The competition is aimed at young artists debuting in the Polish theatre and is intended to encourage them to read and re-enact the works of William Shakespeare, to seek answers for contemporary problems in his works, and to test new theatrical forms with their help.
The New Yorick statuette will be awarded as a part of the 27th international Shakespeare Festival. Three presentations will be competing for it, produced by the laureates together with the theatres invited to cooperate by the Gdańsk Shakespeare Theatre – the Polish Theatre in Poznań, the Helena Modrzejewska Theatre in Legnica and the Powszechny Theatre from Warsaw.
The competition received 27 entries from direction students from all schools in Poland, directors at the beginning of their careers, and artistic collectives. The selection was made by the heads of the above-mentioned theatres – Maciej Nowak, Jacek Głomb, Paweł Sztarbowski – who chose three adaptations. Each of the productions will be funded by the organisers of the international Shakespeare Festival with 25,000 PLN as the monetary part of the prize. They will be presented as ‘work in progress’ during the festival and judged by an international jury consisting of: Eleanor Skimin, Jacek Kopciński, and Aneta Mancewicz.

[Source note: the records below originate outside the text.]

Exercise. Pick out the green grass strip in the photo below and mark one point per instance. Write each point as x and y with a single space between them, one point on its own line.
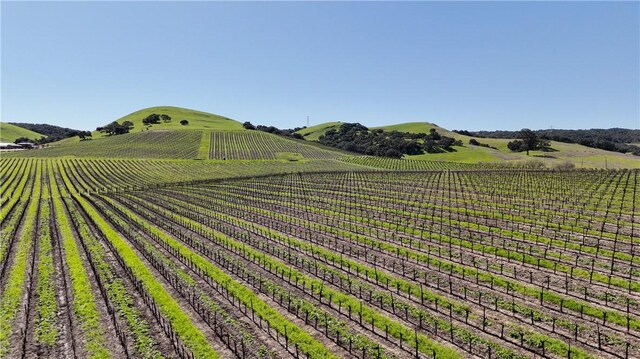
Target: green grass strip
181 323
84 302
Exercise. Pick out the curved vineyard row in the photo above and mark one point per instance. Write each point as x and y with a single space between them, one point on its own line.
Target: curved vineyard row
408 165
152 259
149 144
256 145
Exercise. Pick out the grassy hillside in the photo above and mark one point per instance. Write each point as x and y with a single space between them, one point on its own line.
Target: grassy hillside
9 133
188 144
313 133
198 120
256 145
148 144
581 156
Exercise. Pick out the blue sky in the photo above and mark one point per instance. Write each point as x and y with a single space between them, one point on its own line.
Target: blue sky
462 65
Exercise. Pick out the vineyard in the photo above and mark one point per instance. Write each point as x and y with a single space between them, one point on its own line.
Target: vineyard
150 144
256 145
164 258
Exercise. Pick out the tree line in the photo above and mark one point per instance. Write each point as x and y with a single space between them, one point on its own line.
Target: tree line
355 137
53 133
612 139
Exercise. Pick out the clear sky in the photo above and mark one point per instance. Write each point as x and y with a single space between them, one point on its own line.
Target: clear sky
462 65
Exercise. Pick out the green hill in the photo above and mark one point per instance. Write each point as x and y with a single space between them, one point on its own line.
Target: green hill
313 133
207 136
198 120
10 133
580 156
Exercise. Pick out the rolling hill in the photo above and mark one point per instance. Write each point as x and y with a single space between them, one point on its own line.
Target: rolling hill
581 156
10 133
213 137
207 136
198 120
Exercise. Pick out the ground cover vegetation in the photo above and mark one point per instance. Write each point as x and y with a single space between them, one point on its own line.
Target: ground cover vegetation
613 139
357 138
327 258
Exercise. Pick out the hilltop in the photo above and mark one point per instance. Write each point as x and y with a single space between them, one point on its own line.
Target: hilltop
197 120
10 133
205 137
213 137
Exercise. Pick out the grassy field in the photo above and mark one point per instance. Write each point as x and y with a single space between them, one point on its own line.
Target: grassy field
198 120
316 258
580 156
9 133
312 133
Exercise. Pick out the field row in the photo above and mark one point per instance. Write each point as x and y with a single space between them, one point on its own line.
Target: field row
256 145
444 264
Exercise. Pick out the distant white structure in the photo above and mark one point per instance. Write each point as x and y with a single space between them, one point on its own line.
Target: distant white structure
16 146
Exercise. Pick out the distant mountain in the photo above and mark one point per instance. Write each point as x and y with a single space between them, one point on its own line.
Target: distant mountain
10 132
51 133
610 139
196 120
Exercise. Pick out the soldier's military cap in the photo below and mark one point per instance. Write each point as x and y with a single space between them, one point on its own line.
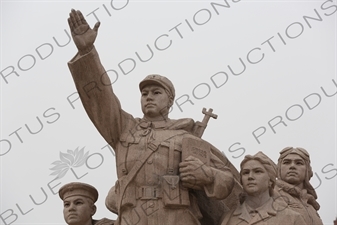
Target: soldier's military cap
78 189
159 80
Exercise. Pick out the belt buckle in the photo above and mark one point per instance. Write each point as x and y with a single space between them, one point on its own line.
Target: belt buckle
148 192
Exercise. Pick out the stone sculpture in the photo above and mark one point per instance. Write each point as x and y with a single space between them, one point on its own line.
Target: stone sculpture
154 186
258 177
79 204
293 186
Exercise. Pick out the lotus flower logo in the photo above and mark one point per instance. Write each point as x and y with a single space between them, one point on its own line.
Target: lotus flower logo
68 160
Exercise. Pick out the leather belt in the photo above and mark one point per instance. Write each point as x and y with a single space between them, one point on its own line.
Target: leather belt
148 192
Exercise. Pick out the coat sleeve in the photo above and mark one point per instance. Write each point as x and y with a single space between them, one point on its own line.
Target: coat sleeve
100 102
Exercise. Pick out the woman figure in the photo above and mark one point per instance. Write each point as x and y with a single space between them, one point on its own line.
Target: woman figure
257 206
294 172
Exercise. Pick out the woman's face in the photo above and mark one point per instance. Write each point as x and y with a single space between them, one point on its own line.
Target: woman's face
255 178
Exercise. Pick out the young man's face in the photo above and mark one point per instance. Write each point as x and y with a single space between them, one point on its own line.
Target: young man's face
293 169
255 178
78 211
155 102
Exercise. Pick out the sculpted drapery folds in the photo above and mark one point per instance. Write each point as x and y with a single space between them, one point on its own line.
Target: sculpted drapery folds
293 186
155 185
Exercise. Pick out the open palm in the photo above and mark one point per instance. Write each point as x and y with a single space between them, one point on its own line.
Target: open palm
83 36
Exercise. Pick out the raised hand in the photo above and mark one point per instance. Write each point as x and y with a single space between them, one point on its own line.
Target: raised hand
194 173
83 36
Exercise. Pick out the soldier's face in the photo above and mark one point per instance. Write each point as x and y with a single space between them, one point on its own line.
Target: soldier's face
78 211
293 169
155 102
255 178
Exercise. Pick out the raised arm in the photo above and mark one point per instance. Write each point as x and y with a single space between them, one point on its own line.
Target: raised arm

“A Lover’s Complaint” is a proclamation by people who loved and then in their love were cheated, rejected and discarded. “A Lover’s Complaint” is the story of a girl seduced by words. A girl who trusted someone who could talk beautifully. A girl who believed that words describe reality and are not only poetry, a game, a means of seduction. A girl who, despite her experience of being cheated and discarded, knows that next time she will succumb to the charm of her lover’s words. “A Lover’s Complaint” is a tale about experiencing amorous betrayal. A tale beginning at the moment of the awareness of the end of a relationship. The moment of being left with a few objects – mementoes of love with which, when love has passed, you do not know what to do.
“A Lover’s Complaint” is a lament for oneself and, in a broader perspective, for all those who have experienced or are experiencing amorous defeat. It is a song of purification, of publicly crying over the loss of part of yourself; it is both the end and the beginning, the moment of rebirth. It is the pain whose naming and denouncing before witnesses brings relief.
“A Lover’s Complaint” is a communal listening and/or renouncing, dancing, singing, shouting of complaints, which we ourselves make and which often compose us. It is an attempt take the words of the protagonist of Shakespeare’s poem as our own, an attempt to filter them through individual sensitivities while retaining collectivity. It is a communal agreement to what is most human – to an unsuccessful amorous relationship, to a broken heart, to being discarded and to discarding someone else. “A Lover’s Complaint” is a story by a choir of the d/Deaf and the hearing. A choir which, in its multiplicity of languages and expressions, looks at strategies of speaking about amorous defeat. A choir which, in broadening the field of representation, broadens the field of understanding.
Inspired by Robert Wilson’s quiet opera, “Deafman Glance”, I want to manifest the otherness of expression and understanding of the d/Deaf and hearing performers. I believe that the strategies of respect for differences and of drawing on them are strategies that are really unifying and can become the beginning of a revolution.
Mira Mańka
Director and dramaturge – Mira Mańka
Musical composition – Michał Lazar
Konrad Cichoń, Piotr Dąbrowski, Barbara Krasińska, Ewa Szumska
The performance is a work-in-progress, whose premiere will take place at the Polski Theatre in Poznań.
Language – Polish phonic and Polish sign language with English subtitles
On the basis of William Shakespeare’s poem, “A Lover’s Complaint”. The production makes use of the original text and also fragments of Maciej Słomczyński’s translation and passages paraphrased by Mira Mińka.